En los últimos meses en España han coincidido dos cambios que han hecho aumentar en el debate sobre inmigración: por un lado, el Gobierno puso en marcha una regularización para personas en situación irregular, y por otro, la ley de memoria democrática ha seguido facilitando la nacionalidad a descendientes de españoles en el extranjero, lo que en la práctica puede aumentar el número de personas con derecho a votar o a que se inscriban en el censo.

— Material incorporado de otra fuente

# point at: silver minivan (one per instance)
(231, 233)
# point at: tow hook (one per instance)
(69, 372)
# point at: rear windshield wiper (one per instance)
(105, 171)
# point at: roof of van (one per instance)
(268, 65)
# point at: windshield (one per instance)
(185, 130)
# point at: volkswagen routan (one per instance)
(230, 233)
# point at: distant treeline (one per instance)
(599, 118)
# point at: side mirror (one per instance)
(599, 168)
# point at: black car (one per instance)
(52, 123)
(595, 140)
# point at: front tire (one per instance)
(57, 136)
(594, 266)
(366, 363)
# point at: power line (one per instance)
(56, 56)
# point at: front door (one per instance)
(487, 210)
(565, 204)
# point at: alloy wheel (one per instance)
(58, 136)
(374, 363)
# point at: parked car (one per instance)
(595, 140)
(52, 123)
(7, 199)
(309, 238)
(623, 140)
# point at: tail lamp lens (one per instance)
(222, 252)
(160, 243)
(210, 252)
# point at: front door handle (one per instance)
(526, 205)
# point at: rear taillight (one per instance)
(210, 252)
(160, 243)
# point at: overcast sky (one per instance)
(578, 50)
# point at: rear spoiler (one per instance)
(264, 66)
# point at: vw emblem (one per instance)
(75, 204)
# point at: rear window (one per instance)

La regularización masiva de inmigrantes se abrió en abril de 2026 y, según las condiciones anunciadas, se ideó de cara a las personas que llevasen al menos cinco meses en España antes de finales de 2025, que no tuvieran antecedentes graves y que, además, pudieran pedir un permiso de residencia y trabajo temporal.
Quienes defienden esta acción indican que la regularización sirve para mejorar la situación del empleo en el país, de la cotización y a que el Estado pueda controlar mejor la situación. Al mismo tiempo, sus críticos opinan quese haya hecho de forma demasiado amplia y que, al entrar mucha gente en poco tiempo, el sistema administrativo y los servicios públicos se vean más tensionados o colapsados, algo que ocurrió en algunas comunidades.